Conforme a publicação, as quedas observadas a partir de 2017 poderiam ter sido mais intensas. “A redução dos homicídios no país não foi mais robusta devido à política armamentista desencadeada no governo Bolsonaro”, revela a nova edição, que cita estudo do Fórum Brasil de Segurança Pública. Ele estima que, se não houvesse o aumento de armas de fogo em circulação a partir de 2019, teriam ocorrido 6.379 assassinatos a menos no Brasil em 2021.

Apesar da queda nas taxas de homicídio, o Atlas da Violência levanta preocupação com o uso letal da força pelas polícias no Brasil e indica que alguns eventos trazem fortes indícios de execução, o que acende um alerta para um país democrático, onde vigora o Estado de Direito.
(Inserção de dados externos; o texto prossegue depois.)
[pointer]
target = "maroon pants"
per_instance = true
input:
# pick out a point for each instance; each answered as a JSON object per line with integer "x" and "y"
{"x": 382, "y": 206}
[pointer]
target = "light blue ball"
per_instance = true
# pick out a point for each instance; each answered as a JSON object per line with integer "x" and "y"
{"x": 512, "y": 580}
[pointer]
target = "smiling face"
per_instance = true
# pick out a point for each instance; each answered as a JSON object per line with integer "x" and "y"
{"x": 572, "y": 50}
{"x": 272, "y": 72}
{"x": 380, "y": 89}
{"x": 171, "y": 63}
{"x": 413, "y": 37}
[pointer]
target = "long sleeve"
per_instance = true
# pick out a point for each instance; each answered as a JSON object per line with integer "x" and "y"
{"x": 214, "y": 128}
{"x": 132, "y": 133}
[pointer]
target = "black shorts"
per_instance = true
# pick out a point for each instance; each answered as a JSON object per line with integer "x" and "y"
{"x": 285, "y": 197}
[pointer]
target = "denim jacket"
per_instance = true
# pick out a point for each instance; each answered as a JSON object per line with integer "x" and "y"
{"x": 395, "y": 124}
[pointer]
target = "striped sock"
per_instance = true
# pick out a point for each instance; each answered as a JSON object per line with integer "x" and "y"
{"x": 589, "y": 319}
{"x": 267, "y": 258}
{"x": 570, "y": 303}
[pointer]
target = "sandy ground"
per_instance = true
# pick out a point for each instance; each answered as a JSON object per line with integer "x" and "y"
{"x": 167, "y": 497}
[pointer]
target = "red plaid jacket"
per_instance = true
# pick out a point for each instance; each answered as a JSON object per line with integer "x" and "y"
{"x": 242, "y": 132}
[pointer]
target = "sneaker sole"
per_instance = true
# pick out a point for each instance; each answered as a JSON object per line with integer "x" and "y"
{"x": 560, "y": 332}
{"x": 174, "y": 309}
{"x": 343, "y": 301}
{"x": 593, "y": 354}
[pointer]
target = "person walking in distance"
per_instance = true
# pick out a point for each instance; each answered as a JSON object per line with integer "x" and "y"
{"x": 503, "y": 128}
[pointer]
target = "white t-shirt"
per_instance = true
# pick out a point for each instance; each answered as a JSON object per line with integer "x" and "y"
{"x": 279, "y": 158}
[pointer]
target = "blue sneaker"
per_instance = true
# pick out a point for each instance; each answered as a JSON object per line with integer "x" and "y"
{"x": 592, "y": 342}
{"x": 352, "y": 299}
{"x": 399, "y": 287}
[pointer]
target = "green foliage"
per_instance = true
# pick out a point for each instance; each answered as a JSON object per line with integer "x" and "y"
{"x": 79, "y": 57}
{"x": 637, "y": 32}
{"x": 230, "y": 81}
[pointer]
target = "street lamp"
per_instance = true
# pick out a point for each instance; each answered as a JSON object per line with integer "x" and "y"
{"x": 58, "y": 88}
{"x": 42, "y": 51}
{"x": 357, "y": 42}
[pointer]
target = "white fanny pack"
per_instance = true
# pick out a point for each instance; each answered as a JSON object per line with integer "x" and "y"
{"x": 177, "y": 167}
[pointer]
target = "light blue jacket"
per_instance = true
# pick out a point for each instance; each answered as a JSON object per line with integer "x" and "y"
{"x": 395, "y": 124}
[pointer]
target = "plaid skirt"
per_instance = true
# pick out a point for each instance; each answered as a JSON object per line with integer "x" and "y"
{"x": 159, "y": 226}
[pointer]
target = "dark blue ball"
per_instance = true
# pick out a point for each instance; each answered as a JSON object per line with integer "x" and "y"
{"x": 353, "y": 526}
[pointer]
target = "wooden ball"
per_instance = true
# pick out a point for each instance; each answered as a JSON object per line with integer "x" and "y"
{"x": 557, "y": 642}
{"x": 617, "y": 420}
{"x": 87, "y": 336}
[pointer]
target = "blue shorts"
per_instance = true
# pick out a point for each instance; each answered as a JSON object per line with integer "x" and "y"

Segundo o Anuário do Fórum Brasileiro de Segurança Pública 2023, no ano de 2022 houve 6.429 mortes por intervenção policial, o que representa 13,5% do total das mortes violentas intencionais no país. Em alguns estados como Bahia e Rio de Janeiro, esses índices alcançaram patamar acima de 20%.

Crianças e adolescentes

Segundo dados do Atlas da Violência, 2.166 crianças de zero a quatro anos e 7.396 de cinco a 14 anos perderam suas vidas por agressão no Brasil entre 2011 e 2021. O mesmo ocorreu com 97.894 adolescentes entre 15 e 19 anos. São vítimas que não tiveram a chance sequer de iniciar ou concluir a vida escolar, nem de construir um caminho profissional.

Na maioria das vezes, as agressões ocorrem em casa e os agressores são pessoas próximas, que gozam da confiança das vítimas. A Lei Menino Bernardo, aprovada em 2014, incluiu no Estatuto da Criança e do Adolescente a proibição do castigo físico como forma de educar os filhos. O Atlas da Violência aponta que essa é “uma violência que foi normalizada por diversas décadas”.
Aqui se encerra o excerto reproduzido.